Sekretaris Daerah (Sekda) DKI Jakarta, Uus Kuswanto, mengatakan Pemprov DKI Jakarta terus memantau perkembangan aktivitas Gunung Anak Krakatau sekaligus memperkuat langkah antisipasi untuk menjaga kualitas udara dan kesehatan masyarakat.

“Warga Jakarta diimbau tetap tenang.

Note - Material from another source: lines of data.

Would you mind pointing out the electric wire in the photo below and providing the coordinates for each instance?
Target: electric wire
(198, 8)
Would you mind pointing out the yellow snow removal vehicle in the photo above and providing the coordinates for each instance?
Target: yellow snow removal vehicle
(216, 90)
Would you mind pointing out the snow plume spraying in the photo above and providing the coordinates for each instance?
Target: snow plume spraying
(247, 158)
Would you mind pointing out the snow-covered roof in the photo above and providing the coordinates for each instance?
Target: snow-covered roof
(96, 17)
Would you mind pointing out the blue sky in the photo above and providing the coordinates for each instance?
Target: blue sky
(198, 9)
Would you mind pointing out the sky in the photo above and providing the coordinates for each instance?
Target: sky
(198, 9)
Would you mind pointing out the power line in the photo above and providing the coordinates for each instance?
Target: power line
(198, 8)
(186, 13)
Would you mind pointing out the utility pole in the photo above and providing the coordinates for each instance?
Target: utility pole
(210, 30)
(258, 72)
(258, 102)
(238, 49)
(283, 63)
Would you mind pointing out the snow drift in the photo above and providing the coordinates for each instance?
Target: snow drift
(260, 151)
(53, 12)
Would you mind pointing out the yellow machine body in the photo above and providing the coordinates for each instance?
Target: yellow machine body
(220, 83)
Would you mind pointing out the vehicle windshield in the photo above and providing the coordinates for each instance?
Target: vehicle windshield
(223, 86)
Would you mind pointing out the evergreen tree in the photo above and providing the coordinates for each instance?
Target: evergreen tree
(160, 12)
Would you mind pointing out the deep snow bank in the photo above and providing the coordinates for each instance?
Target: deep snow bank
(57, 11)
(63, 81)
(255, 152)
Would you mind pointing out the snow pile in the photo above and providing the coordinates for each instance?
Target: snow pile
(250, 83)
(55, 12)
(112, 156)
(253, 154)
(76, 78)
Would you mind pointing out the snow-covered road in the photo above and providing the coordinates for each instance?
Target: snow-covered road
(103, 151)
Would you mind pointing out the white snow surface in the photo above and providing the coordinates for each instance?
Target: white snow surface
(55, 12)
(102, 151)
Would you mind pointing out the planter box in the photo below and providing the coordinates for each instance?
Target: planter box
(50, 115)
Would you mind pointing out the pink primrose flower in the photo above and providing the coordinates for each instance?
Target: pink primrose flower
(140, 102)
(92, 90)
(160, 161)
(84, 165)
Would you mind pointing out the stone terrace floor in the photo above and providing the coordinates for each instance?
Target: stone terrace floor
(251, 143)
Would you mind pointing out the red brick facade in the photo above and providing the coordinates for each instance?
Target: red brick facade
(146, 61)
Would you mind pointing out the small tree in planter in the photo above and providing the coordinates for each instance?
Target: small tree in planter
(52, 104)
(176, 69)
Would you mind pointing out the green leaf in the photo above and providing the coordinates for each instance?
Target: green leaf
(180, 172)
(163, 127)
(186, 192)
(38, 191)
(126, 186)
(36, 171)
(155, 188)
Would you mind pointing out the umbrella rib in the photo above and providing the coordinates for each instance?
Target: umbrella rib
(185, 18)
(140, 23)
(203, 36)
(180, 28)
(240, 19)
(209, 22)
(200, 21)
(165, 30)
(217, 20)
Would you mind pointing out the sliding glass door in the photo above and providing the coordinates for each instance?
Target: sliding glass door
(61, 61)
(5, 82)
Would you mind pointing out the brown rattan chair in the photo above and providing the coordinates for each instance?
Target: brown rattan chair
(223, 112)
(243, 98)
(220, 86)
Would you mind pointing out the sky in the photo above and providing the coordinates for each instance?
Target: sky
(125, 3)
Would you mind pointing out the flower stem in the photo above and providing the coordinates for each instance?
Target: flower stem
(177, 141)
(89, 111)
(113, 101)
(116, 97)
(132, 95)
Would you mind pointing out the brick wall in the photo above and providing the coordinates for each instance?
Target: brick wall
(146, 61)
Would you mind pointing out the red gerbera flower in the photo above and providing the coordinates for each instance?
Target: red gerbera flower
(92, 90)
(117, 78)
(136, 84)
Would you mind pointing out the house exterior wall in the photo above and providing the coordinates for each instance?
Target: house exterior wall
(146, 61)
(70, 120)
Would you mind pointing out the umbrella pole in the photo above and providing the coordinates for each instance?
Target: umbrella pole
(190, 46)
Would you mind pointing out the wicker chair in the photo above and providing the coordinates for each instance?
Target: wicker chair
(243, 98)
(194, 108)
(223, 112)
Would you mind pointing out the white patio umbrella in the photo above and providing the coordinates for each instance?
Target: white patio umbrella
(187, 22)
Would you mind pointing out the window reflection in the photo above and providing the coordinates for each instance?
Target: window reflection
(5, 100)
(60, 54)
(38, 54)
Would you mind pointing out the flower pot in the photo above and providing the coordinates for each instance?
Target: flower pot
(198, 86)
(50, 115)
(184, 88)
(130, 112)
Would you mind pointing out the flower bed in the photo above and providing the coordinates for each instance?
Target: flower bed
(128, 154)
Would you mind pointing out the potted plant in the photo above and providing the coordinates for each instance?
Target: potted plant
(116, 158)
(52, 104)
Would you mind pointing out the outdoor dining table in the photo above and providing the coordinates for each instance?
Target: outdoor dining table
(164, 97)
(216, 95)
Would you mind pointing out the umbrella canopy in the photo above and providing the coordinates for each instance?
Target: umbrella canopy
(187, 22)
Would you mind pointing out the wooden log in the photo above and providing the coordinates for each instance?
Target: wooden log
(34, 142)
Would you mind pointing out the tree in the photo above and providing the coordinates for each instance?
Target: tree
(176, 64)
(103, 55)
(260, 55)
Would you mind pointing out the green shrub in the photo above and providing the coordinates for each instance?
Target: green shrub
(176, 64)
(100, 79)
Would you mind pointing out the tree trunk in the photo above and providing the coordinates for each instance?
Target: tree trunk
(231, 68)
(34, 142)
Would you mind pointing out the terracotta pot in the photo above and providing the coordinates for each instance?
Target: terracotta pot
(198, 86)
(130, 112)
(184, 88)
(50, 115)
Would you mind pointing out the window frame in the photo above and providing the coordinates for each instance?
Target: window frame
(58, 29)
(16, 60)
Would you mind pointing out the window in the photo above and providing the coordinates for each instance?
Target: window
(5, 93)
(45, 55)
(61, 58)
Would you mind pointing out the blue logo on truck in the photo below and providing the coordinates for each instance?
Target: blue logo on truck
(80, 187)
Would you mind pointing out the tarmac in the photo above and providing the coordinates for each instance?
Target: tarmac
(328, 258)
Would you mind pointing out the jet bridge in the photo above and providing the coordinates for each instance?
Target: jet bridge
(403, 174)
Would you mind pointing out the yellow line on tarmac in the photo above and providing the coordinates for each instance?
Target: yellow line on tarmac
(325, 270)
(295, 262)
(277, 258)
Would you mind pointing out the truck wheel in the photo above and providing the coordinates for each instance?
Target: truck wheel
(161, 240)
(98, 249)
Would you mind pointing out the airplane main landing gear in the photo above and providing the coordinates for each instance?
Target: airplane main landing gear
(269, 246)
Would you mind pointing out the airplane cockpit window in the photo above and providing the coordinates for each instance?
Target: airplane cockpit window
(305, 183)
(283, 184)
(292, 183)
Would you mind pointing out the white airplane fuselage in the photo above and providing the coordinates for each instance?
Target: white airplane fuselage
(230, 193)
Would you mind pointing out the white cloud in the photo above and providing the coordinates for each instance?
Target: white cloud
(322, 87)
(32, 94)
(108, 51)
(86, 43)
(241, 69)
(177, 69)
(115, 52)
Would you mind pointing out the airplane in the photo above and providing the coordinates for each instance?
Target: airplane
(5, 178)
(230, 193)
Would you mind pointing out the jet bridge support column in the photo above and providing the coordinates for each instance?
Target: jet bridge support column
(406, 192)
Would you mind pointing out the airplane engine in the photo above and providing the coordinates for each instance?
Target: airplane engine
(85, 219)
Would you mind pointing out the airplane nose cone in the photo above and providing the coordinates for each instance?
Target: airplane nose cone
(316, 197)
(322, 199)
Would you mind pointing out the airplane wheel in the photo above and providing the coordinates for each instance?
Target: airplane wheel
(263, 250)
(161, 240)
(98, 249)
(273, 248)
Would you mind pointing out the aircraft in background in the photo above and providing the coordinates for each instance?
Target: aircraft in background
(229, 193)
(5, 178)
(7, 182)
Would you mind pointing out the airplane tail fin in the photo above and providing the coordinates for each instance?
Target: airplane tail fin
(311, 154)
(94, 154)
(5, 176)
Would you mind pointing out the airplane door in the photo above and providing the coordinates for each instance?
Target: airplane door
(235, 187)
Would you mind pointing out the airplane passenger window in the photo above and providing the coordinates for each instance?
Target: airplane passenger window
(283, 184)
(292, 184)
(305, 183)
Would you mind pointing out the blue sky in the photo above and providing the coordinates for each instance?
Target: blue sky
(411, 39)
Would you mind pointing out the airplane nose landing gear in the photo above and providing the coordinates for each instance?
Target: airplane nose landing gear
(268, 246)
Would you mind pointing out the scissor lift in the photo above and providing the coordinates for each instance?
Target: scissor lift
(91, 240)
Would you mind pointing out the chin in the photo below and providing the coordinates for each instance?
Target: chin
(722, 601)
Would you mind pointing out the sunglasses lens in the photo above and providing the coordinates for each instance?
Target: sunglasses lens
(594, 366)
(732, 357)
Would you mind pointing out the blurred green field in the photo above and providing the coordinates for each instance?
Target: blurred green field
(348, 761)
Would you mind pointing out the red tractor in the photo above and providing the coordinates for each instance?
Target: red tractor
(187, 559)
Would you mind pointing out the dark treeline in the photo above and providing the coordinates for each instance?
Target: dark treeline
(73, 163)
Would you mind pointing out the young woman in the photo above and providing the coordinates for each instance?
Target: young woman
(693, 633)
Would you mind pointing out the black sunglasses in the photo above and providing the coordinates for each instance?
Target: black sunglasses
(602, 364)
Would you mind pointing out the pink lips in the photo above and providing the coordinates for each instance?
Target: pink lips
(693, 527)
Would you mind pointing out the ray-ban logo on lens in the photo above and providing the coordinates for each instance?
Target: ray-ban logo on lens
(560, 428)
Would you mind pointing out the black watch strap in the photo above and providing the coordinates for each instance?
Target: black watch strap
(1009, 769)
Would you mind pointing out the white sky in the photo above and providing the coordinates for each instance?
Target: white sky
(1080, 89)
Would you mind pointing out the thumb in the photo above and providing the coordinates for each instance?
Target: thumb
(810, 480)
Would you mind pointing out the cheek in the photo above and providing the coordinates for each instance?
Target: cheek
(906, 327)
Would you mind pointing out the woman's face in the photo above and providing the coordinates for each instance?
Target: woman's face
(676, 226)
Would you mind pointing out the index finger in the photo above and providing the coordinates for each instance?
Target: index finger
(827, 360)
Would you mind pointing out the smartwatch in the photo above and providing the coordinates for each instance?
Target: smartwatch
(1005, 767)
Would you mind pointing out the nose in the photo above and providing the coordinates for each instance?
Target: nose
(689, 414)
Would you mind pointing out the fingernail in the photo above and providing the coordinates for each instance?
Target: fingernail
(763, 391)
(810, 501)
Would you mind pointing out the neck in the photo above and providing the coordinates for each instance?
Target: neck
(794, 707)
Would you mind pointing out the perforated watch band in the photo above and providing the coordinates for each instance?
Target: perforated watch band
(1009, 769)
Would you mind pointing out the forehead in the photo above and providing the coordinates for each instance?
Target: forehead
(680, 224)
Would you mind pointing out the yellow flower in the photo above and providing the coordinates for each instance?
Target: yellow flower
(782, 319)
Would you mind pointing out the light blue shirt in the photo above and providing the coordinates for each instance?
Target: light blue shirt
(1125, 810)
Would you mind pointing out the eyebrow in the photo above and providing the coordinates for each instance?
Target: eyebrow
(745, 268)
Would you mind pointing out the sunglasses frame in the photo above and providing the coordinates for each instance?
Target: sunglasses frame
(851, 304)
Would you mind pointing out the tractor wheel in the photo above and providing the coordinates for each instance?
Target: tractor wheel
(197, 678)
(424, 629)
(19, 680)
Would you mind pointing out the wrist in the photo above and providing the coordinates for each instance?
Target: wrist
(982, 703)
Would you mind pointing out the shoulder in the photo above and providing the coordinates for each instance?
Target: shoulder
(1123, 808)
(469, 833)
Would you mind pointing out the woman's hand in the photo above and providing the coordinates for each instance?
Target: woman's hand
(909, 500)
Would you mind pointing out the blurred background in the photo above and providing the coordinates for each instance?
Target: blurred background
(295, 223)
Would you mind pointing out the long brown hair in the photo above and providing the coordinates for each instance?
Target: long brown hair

Pemerintah Provinsi DKI Jakarta siap memberikan layanan terbaik dan terus melakukan pemantauan terhadap perkembangan situasi,” ujar Uus saat konferensi pers di Monas, Minggu (6/9).

Sebagai bagian dari mitigasi, Pemprov DKI Jakarta menggelar operasi water mist skala besar yang dimulai pada Minggu (6/9) sekitar pukul 16.00. Operasi tersebut melibatkan sekitar 30–40 armada dari Dinas Penanggulangan Kebakaran dan Penyelamatan (Gulkarmat) serta Dinas Pertamanan dan Hutan Kota (Tamhut).

“Penyemprotan ini bertujuan mengikat partikel debu dan abu vulkanik di udara. Operasi water mist akan dilaksanakan secara rutin dua kali sehari, pagi dan sore, hingga kondisi udara dinyatakan membaik,” jelas Uus.

Operasi water mist tingkat provinsi difokuskan pada sejumlah ruas jalan utama di lima wilayah kota administrasi. Di Jakarta Pusat, penyemprotan dilakukan di ruas Jalan Sudirman–MH Thamrin. Jakarta Utara mencakup Jalan Yos Sudarso hingga Terminal Tanjung Priok serta kawasan Pluit.

Sementara itu, wilayah Jakarta Pusat meliputi Jalan Cempaka Putih hingga Gunung Sahari, sedangkan Jakarta Timur difokuskan di Jalan Pramuka, UKI, hingga Terminal Kampung Melayu. Di Jakarta Selatan, operasi dilakukan di Jalan Rasuna Said, mulai dari kawasan depan KPK hingga Gatot Subroto. Adapun di Jakarta Barat mencakup Jalan S. Parman, Daan Mogot, dan Tomang.

Selain menjaga kualitas udara, Pemprov DKI Jakarta juga menerapkan langkah mitigasi di sektor pendidikan. Gubernur DKI Jakarta, Pramono Anung, menetapkan Pembelajaran Jarak Jauh (PJJ) bagi seluruh sekolah di Jakarta mulai Senin (7/9).

“Pembelajaran tatap muka akan diterapkan kembali setelah tidak ada lagi abu vulkanik atau dampak dari erupsi Gunung Anak Krakatau selesai,” ujar Uus.

Pemprov DKI Jakarta mengimbau masyarakat tetap tenang, tidak panik, dan meningkatkan kewaspadaan dengan menerapkan sejumlah langkah perlindungan diri. Warga dianjurkan menggunakan masker saat beraktivitas di luar ruangan, mengurangi aktivitas di luar rumah apabila tidak mendesak, serta menutup pintu dan jendela untuk meminimalkan masuknya abu vulkanik ke dalam rumah.

Pemilik gedung yang memiliki fasilitas water mist juga diimbau untuk turut mengoperasikan fasilitas tersebut secara mandiri sebagai bagian dari upaya bersama menjaga kualitas udara di Jakarta.

Pemprov DKI Jakarta juga terus berkoordinasi dengan Badan Meteorologi, Klimatologi, dan Geofisika (BMKG) serta Badan Penanggulangan Bencana Daerah (BPBD) untuk memperoleh dan memantau perkembangan data secara aktual.

Bagi masyarakat yang mengalami kondisi darurat medis atau membutuhkan bantuan segera, dapat menghubungi layanan Jakarta Siaga 112 atau mendatangi fasilitas kesehatan terdekat yang tetap bersiaga selama 24 jam.

“Pemerintah tetap siaga. Kami meminta masyarakat mengikuti informasi resmi dari kanal pemerintah dan tidak mudah percaya terhadap informasi yang belum terverifikasi,” tandas Uus.